XML: Not Great for Documents, Actually

Norman Walsh, “Deprecating XML“:

“In short, if all you need are bundles of atomic values and especially if you expect to exchange data with JavaScript, JSON is the obvious choice. I don’t lose any sleep over that.

XML wasn’t designed to solve the problem of transmitting structured bundles of atomic values. XML was designed to solve the problem of unstructured data. In a word or two: mixed content.”

Daniel Lemire, “You probably misunderstand XML“:

“Thankfully, it appears that history is on my side. Developers got tired of getting these annoying XML payloads. In time, they started using JSON, a much more appropriate format for passing small loads of structured data between a server and an ECMAScript client…

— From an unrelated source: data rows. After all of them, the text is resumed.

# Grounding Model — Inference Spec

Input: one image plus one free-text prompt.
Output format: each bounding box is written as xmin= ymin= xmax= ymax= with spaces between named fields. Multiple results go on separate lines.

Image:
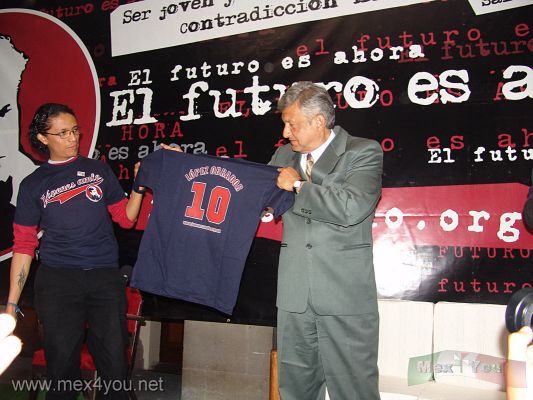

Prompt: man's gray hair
xmin=278 ymin=81 xmax=335 ymax=129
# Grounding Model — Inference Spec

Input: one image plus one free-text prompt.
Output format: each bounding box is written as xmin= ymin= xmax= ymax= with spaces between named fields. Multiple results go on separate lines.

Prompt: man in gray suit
xmin=270 ymin=82 xmax=383 ymax=400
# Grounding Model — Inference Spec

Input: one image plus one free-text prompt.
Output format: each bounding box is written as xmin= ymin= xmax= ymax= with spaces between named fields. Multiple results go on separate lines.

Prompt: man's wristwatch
xmin=292 ymin=180 xmax=304 ymax=193
xmin=132 ymin=181 xmax=146 ymax=194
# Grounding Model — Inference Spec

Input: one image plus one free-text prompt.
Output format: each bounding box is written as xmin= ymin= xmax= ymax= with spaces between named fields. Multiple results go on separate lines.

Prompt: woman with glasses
xmin=6 ymin=103 xmax=144 ymax=399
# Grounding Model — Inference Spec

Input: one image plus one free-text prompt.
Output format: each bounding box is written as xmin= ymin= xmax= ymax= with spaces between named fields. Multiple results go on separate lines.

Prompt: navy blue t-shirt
xmin=131 ymin=150 xmax=294 ymax=314
xmin=14 ymin=156 xmax=125 ymax=268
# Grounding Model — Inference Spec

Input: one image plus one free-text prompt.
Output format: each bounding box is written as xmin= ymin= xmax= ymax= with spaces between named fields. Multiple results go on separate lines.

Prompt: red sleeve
xmin=107 ymin=199 xmax=135 ymax=229
xmin=13 ymin=224 xmax=39 ymax=257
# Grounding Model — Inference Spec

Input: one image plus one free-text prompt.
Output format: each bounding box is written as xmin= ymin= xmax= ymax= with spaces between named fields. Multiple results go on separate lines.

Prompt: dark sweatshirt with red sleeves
xmin=13 ymin=156 xmax=133 ymax=268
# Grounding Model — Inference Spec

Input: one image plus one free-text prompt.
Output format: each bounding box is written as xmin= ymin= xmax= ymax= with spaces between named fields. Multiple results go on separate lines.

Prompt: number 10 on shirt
xmin=185 ymin=181 xmax=231 ymax=224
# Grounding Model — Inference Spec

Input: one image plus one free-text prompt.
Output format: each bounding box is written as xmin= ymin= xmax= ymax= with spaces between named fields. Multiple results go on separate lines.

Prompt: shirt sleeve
xmin=264 ymin=166 xmax=294 ymax=218
xmin=13 ymin=224 xmax=39 ymax=257
xmin=107 ymin=198 xmax=135 ymax=229
xmin=103 ymin=164 xmax=126 ymax=207
xmin=135 ymin=150 xmax=163 ymax=190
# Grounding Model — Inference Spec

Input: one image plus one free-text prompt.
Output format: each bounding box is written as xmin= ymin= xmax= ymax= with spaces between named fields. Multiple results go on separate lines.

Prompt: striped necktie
xmin=305 ymin=153 xmax=315 ymax=182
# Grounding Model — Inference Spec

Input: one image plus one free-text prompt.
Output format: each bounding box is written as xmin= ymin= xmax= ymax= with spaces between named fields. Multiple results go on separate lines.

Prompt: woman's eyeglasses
xmin=43 ymin=126 xmax=81 ymax=139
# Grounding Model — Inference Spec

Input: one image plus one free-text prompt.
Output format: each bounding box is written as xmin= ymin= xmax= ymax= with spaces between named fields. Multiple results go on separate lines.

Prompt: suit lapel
xmin=312 ymin=126 xmax=348 ymax=185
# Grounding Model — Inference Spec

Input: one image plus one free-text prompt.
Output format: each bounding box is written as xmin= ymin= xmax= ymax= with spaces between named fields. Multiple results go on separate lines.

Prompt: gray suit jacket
xmin=270 ymin=126 xmax=383 ymax=315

Where does that leave XML at? Precisely where it started. XML is a great meta-example on how to deal with semi-structured data. And it is just as useful as ever. Want to deal with documents? DocBook and OpenDocument are great formats.”

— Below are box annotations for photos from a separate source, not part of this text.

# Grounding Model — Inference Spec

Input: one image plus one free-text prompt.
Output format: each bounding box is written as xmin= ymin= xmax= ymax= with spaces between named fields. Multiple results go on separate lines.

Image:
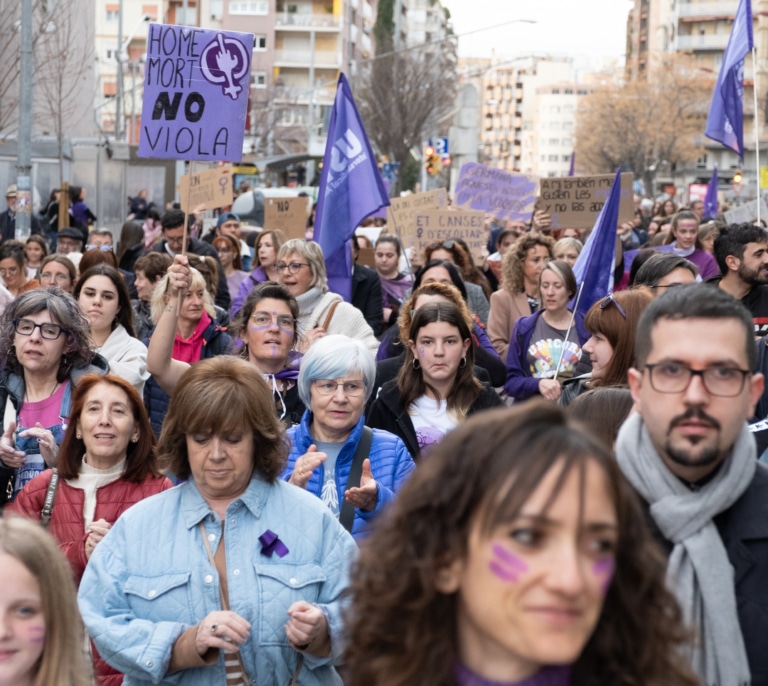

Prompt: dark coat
xmin=365 ymin=379 xmax=504 ymax=460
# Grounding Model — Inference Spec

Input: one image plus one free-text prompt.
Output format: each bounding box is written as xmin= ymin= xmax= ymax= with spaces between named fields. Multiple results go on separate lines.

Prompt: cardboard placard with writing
xmin=264 ymin=198 xmax=309 ymax=238
xmin=454 ymin=162 xmax=539 ymax=223
xmin=179 ymin=165 xmax=232 ymax=213
xmin=387 ymin=188 xmax=448 ymax=249
xmin=536 ymin=172 xmax=635 ymax=229
xmin=413 ymin=210 xmax=488 ymax=261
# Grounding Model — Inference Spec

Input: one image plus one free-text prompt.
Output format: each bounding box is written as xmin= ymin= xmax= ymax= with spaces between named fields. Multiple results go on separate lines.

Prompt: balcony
xmin=275 ymin=50 xmax=342 ymax=69
xmin=275 ymin=12 xmax=341 ymax=32
xmin=677 ymin=2 xmax=739 ymax=19
xmin=677 ymin=33 xmax=729 ymax=50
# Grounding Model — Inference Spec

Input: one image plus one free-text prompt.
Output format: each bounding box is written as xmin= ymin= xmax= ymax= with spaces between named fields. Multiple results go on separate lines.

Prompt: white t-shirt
xmin=408 ymin=395 xmax=459 ymax=457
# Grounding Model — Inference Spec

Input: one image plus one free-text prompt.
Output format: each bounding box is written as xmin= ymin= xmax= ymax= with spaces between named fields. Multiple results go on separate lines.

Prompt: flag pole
xmin=752 ymin=45 xmax=761 ymax=225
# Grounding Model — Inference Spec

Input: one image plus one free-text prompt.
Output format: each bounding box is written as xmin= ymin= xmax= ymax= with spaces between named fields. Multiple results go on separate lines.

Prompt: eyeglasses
xmin=645 ymin=362 xmax=750 ymax=398
xmin=40 ymin=272 xmax=72 ymax=283
xmin=13 ymin=319 xmax=66 ymax=341
xmin=251 ymin=312 xmax=296 ymax=332
xmin=275 ymin=262 xmax=309 ymax=274
xmin=600 ymin=293 xmax=627 ymax=319
xmin=315 ymin=379 xmax=365 ymax=398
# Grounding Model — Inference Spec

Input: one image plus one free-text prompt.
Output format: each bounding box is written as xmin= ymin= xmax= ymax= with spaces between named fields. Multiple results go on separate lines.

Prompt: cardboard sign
xmin=264 ymin=198 xmax=309 ymax=238
xmin=139 ymin=24 xmax=253 ymax=162
xmin=413 ymin=210 xmax=488 ymax=260
xmin=454 ymin=162 xmax=539 ymax=223
xmin=536 ymin=172 xmax=635 ymax=229
xmin=723 ymin=198 xmax=768 ymax=224
xmin=387 ymin=188 xmax=448 ymax=248
xmin=179 ymin=166 xmax=232 ymax=213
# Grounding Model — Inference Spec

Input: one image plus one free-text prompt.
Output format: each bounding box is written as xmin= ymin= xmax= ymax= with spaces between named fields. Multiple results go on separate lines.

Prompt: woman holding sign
xmin=504 ymin=260 xmax=589 ymax=400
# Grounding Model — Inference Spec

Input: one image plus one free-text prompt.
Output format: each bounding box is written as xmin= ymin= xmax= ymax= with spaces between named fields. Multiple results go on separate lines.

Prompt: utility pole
xmin=14 ymin=0 xmax=34 ymax=240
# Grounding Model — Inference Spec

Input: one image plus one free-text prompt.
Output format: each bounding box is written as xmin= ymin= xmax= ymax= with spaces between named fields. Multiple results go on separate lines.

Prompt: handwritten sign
xmin=536 ymin=172 xmax=635 ymax=229
xmin=387 ymin=188 xmax=448 ymax=248
xmin=413 ymin=210 xmax=488 ymax=260
xmin=264 ymin=198 xmax=309 ymax=238
xmin=179 ymin=166 xmax=232 ymax=212
xmin=454 ymin=162 xmax=539 ymax=223
xmin=139 ymin=24 xmax=253 ymax=161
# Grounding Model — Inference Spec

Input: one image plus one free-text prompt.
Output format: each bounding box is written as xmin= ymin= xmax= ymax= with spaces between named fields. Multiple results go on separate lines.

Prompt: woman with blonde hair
xmin=0 ymin=517 xmax=91 ymax=686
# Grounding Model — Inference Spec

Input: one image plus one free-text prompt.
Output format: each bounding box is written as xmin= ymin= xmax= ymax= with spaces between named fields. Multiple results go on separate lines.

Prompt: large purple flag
xmin=704 ymin=167 xmax=717 ymax=219
xmin=573 ymin=169 xmax=621 ymax=315
xmin=314 ymin=74 xmax=389 ymax=302
xmin=705 ymin=0 xmax=754 ymax=159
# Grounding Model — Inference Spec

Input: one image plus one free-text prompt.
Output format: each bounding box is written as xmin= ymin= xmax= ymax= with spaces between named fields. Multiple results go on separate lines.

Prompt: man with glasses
xmin=616 ymin=284 xmax=768 ymax=686
xmin=150 ymin=210 xmax=230 ymax=310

Speaking as a technical writer who has spent the last several years authoring DocBook, customizing DocBook stylesheets, and writing build scripts around DocBook: no. No, DocBook is not a great document format. It is an acceptable document format.

First, I’ll grant that DocBook is vastly superior to the proprietary binary formats that came before it, for all the obvious reasons: you can diff it, you can check it into version control, you can edit it with just about any editor you like on any platform, the base toolset is free, et cetera. That’s kind of the minimum you want to see for any modern documentation format, and with that in mind, I am thrilled to use DocBook over, say, AuthorIT or Word. (I actually still miss FrameMaker, but DocBook wins there too, unless your only output format is a 7″x9″ perfect-bound book.)

Second, DocBook contains a number of critical design errors that, to be perfectly fair, have nothing to do with its XML nature. The fact that man pages require a completely different syntax from books and articles is not XML’s fault. The frightening size and complexity of DocBook’s vocabulary is (probably) not XML’s fault.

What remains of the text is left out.